I was always good at reading, analyzing the things that I could see, and always imagining a better future for myself than anyone could ever hand me. I valued education, my body, the way that I was treated and that brought on the names, the bullying, and the extensive desire for other people to tear me down. Well, shout out to my haters over the years because you all were wrong.
An Open Letter to Those who Doubted Me:
To the math teacher in the 6th grade who told the whole class that I got a 42 on a test and made it abundantly clear that I would have to catch up on all the work I missed while out of school because my grandpa died, thank you for telling me I would never graduate high school with an Advanced Regents diploma: because I did it. Also, telling me that life doesn't stop when someone dies was also a nice touch (much appreciated).
To the bullies who told me I would never be skinny enough, never have enough "meat on my bones" to be attractive to anyone, or never have the "right" size breasts, thank you for teaching me that I am so much more than breasts or a butt on a body.
To the people who said I wouldn't enjoy life because I never tried a drug or went to a wild party: thank you. Most of you are young moms and deadbeat dads or still stuck in our hometown trying to get your rap career off the ground, and while I may be in the same town, I am living out the goals I made for myself at 15.
To the guidance counselor who said I should "think a little more small scale": dreams and goals do not have limitations. The only limitations one can have are placed upon them by themselves. I have gotten a diploma, grades, and a degree that my adolescent self only dreamed about.

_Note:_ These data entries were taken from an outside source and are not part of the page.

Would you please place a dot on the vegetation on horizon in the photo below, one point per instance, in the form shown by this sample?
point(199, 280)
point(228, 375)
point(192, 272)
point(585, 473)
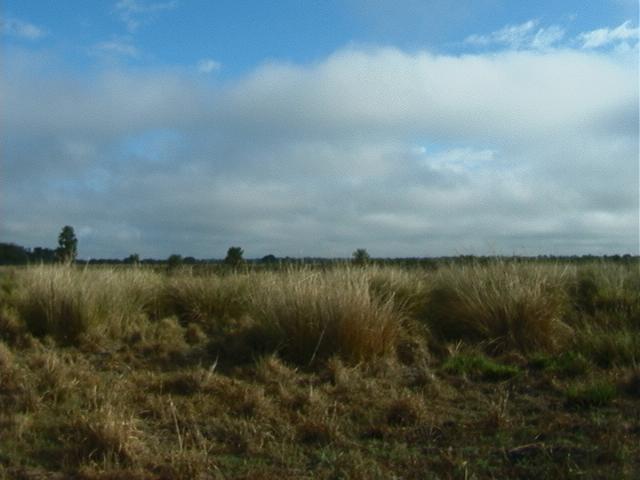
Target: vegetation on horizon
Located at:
point(501, 369)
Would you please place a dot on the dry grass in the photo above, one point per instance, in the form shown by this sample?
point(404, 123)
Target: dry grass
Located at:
point(502, 304)
point(66, 302)
point(311, 316)
point(344, 373)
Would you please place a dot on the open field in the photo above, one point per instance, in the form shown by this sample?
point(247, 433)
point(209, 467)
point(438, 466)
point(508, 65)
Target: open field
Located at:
point(501, 370)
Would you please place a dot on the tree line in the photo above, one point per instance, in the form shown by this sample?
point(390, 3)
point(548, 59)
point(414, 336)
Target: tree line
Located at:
point(67, 252)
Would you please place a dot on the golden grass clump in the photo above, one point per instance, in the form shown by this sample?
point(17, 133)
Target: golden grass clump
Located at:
point(67, 302)
point(203, 298)
point(311, 316)
point(505, 305)
point(109, 434)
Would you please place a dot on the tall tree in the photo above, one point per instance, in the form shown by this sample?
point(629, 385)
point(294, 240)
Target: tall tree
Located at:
point(234, 256)
point(67, 250)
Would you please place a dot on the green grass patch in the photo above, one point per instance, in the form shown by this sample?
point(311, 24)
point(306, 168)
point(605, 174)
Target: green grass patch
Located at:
point(599, 394)
point(567, 364)
point(479, 366)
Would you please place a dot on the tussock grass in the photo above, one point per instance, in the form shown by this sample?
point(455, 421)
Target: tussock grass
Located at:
point(66, 302)
point(593, 394)
point(311, 316)
point(319, 373)
point(109, 434)
point(204, 299)
point(506, 305)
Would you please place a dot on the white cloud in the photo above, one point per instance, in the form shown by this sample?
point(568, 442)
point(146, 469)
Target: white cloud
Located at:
point(547, 37)
point(606, 36)
point(525, 35)
point(18, 28)
point(402, 154)
point(134, 13)
point(208, 65)
point(117, 47)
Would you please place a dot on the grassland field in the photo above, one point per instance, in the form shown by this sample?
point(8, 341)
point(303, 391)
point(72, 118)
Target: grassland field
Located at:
point(494, 370)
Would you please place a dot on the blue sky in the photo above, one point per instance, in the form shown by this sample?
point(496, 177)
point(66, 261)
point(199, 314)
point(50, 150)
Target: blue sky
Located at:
point(405, 127)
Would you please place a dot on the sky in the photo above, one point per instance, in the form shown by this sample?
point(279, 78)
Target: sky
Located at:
point(313, 128)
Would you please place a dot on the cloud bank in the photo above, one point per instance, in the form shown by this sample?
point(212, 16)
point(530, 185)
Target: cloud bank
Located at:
point(405, 154)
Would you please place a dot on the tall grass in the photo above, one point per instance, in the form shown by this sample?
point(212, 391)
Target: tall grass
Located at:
point(66, 302)
point(205, 298)
point(505, 305)
point(312, 315)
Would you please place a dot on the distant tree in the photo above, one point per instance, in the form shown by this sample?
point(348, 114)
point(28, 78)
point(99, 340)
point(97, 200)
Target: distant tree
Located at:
point(361, 257)
point(234, 256)
point(269, 259)
point(132, 259)
point(11, 254)
point(43, 255)
point(67, 250)
point(174, 261)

To the woman at my first job who looked at my tattoo with disgust and told me that I would never get a good job with markings on my body: I am a person, I have gotten plenty of jobs with "markings" and I will continue to work with "markings". They do not spell out my ability as a worker to function, nor do they take away the amazing connection I have with some of my customers today.
And to the people who will doubt me in the future (because it will happen), life has thrown more at me then words of doubt could ever do. So do your best, I've probably heard it and I've probably proved it wrong.